I can’t help it. I giggle.

“I’m kidding,” she says, although I’m not sure she is. That’s okay because I’m not sure I am either.

A trip to Savannah sounds like the perfect antidote to the mess at work. But taking trips to avoid my problems is almost as unhealthy as working with Chuck “the Schmuck” Collins.

My jaw clenches at his name rolling around in my head.

I shouldn’t let him get to me. I’m a grown-ass woman who should be able to bite her tongue and let douchebags be douchey. But I was born lacking a filter to prohibit myself from snapping back at assholes.

It’s not one of my finer qualities and certainly doesn’t do me any favors. If I wanted to play the blame game, I could credit it to having two uber successful, brilliant parents who embodied the definition of hubris. The only way to survive surgeons as parents when you grow up wanting nothing to do with the medical field is to learn to stand up for yourself. It took me a long time to learn that.

Ten years later, I’d say I’ve mastered it—maybe a little too well.

“Now that you’re calm-er,” Kerissa says, “tell me what happened today.”

Ugh. I take a deep breath. “My boss, Bridgit, wants to expand Bloom Match again. Originally, it was a small online matchmaking service. Then they got the idea to make it a regional thing where we blind-match people from this area, set up the dates, host mixers—all that stuff.”
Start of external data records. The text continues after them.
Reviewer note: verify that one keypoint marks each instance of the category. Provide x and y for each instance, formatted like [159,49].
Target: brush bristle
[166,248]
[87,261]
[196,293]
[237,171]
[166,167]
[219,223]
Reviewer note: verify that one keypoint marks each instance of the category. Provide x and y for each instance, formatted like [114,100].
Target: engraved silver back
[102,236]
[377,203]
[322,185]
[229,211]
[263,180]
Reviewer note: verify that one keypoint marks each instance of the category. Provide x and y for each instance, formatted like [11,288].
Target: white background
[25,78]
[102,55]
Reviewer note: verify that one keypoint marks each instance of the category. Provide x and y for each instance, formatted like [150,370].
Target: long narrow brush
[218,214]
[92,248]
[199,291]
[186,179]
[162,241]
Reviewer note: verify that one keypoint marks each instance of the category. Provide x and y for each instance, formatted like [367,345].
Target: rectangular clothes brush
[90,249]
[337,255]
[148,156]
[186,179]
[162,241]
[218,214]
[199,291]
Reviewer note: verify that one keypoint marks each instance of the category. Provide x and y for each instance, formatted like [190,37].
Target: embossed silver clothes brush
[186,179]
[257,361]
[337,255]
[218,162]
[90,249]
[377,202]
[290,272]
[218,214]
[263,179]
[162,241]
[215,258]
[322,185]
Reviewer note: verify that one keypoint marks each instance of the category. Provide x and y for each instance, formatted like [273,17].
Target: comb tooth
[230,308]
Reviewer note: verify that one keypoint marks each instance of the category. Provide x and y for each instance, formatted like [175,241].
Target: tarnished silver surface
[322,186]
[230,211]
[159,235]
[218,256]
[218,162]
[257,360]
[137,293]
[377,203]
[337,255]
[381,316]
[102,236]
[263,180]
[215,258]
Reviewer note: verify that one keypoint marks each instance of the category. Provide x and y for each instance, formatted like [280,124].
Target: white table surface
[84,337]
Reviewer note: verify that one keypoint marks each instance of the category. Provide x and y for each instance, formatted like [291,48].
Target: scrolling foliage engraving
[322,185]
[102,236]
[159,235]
“Business has been going well—exploding, even. Bridgit asked everyone a couple of months ago to brainstorm ways to take the company further. We all proposed our ideas, and it’s come down to me and Chuck the Fuck.”

“We hate him.”

“We do.” I nod, my blood pressure rising. “I dislike him on a good day. Even if I got up on time, had the perfect latte, and a great hair day, I’d still hate Chuck. If I had to nominate someone for the Hunger Games, it would be him. I wouldn’t even have to think about it.”